By the time Edouard Andre proposed, Nelie was close to forty, had a flourishing artistic career and a handsome establishment of her own. Yet, as independent as she was, she must have been tempted by the prospect of a blank check that would permit her to make The Grand Tour at least six months of the year, and bring back a staggering array of objects, the finest that money could buy at the time. In fact, crates of antiques from abroad continued to arrive several months after her death.
A visit to the museum demonstrates that Edouard was most astute in his choice of bride, for without her artistic knowledge, he would never have amassed the collection of Italian Renaissance paintings and sculptures by Botticelli, Uccello, Mantegna and Bellini. Moreover, it was at her behest that he built up a stunning collection of Old Masters, including paintings by Rembrandt and Van Dyck, and an unforgettable portrait, Man in Gray, by Frans Hals, painted when he was eighty-years-old.
Although the Andre mansion was complete when Nelie moved in, the excellent audioguide reveals how the house changed in layout and design during their marriage. The upstairs gallery—intended to be Nelie’s studio—was arranged to hold their Italian treasures, and Nelie’s original sleeping quarters were changed, so that she could be closer to her increasingly infirm husband. Of course, it was she was responsible for handling all tradesmen, painters, cabinetmakers and art dealers, no small feat at a time when women were still regarded as chattel.
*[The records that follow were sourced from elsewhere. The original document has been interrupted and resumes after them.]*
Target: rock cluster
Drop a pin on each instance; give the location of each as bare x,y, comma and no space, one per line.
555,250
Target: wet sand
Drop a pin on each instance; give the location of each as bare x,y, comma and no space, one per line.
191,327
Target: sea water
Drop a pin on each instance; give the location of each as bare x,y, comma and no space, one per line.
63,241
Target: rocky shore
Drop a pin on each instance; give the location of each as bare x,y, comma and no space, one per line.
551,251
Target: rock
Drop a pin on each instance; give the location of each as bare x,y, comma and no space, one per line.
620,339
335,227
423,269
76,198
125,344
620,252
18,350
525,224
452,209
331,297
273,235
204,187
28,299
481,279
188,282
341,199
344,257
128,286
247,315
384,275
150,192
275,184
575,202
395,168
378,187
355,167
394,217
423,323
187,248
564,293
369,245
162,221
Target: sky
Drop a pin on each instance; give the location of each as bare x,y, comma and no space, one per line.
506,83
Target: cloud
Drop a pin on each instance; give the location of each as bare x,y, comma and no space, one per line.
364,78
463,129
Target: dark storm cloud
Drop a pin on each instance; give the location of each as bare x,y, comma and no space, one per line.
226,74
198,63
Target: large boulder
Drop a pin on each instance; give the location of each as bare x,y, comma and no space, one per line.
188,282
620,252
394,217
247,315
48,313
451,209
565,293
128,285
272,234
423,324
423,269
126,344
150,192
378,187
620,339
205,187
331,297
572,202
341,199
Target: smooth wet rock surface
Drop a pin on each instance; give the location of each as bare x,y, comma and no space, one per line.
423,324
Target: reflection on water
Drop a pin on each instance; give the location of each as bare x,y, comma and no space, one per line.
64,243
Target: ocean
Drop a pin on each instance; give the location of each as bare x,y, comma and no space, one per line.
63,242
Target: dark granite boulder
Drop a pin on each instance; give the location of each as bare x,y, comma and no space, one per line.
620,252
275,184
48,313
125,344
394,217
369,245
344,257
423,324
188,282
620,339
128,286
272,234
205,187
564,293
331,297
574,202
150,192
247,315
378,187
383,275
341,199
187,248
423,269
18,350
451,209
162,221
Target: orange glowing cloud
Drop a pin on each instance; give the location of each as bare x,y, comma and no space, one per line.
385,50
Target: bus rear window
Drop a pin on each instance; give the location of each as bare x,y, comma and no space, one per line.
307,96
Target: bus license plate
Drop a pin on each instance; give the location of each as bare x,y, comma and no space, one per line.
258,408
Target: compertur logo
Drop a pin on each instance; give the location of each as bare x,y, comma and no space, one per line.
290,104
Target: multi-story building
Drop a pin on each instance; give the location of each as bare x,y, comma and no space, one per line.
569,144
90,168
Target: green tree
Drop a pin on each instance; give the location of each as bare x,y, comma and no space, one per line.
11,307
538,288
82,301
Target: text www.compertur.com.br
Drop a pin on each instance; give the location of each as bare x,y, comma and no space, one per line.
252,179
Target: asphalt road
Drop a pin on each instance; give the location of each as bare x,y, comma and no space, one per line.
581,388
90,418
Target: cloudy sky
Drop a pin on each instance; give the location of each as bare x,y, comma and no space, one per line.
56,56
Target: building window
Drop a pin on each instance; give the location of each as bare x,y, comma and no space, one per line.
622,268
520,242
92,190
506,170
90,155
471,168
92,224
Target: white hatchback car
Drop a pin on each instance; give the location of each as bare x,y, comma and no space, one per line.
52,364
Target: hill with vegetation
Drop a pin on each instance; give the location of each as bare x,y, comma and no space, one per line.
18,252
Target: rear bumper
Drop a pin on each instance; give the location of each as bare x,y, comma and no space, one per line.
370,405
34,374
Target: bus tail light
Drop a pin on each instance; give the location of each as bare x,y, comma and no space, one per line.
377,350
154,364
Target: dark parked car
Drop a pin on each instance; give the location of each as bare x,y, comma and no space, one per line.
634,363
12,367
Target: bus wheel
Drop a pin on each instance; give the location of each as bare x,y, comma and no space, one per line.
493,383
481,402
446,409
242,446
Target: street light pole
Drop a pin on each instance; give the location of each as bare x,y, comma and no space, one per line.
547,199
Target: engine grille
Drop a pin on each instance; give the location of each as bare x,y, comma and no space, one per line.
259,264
Andre must have been grateful because he made her his sole heir, which allowed her to travel to the Far East and amass an exceptional collection of Indian and Oriental antiquities and furnishings. She in turn, abided by the wishes of his will, continuing to enrich the collection of the Jacquemart-Andre Museum so that it is now one of the great showplaces of the world. Thanks to private management, visitors can now eat Botticelli and Uccello salads under a Tiepolo ceiling, in which the artist and his pet monkey look down fondly at their new slew of admirers. Happily satiated with art, French food and wine, it’s not hard to imagine that the host and hostess, Edouard and Nelie, are still in residence.